Looking at the graph again, we dont know if we will seeÂ “future#1” or “future#2”. We’re still unable to predict how many slaves is enough for future demand. We’re adding new project branches, hiring people, adding tests. We’re obsoleting other project branches. Once we fix some infrastructure bugs, we can stop “waste” builds completely. Either way, the infrastructure is designed to handle this flexibility, and we have plenty of room for quick expansion if need arises…
We dont yet have an easy way to track how heavily loaded the pool-of-slaves is, so I have to ask for some help.

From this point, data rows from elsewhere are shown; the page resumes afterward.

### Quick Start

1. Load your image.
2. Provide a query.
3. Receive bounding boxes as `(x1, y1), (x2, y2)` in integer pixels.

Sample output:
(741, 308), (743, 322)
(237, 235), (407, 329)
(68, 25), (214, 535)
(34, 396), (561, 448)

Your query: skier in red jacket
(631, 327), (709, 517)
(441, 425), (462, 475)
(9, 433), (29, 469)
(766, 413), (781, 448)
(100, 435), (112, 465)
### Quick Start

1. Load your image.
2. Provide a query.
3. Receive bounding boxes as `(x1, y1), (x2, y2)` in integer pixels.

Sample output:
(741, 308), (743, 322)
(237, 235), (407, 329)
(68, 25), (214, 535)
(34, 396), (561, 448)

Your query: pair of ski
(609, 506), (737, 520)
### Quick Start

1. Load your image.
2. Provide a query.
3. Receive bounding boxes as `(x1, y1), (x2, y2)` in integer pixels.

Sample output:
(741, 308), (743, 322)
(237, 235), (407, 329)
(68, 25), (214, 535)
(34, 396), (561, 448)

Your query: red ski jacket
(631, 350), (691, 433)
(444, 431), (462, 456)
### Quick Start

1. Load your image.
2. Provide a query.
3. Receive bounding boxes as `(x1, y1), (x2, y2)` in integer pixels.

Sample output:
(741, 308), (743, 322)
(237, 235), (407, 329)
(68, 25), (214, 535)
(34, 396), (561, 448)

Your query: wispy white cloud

Until we get a dashboard/console working, for now, can I ask people to watch for the following: Whenever you land a change, an idle slave should detect and start building within 2 minutes (its intentionally not immediate – there’s a tree stable timer of a couple of mins). If we have enough slaves, there should be one build produced per changeset. Its possible, but rare, that people land within 2 mins of each other, and therefore correctly get included in the same build, but that should be very rare. More usually, each checkin would be in a different build. If you start seeing lots of changesets in the one build, and especially if you see this for a few builds in a row, it may mean that the pool-of-slaves cannot keep up, and queued jobs are being consolidated together. In that situation, please let us know by filing a bug with mozilla.org:ReleaseEngineering and include the buildID of the build, details on your changeset and the other changesets that were also there, which o.s., etc and we’ll investigate. There are many other factors which could be at play, but it *might* be an indicator that there are not enough slaves, and if so, we’ll quickly add some more slaves.
Hope all that makes sense, but please ping me if there are any questions, ok?
Thanks for reading this far!
[updated 13oct2008 to fix broken english syntax.]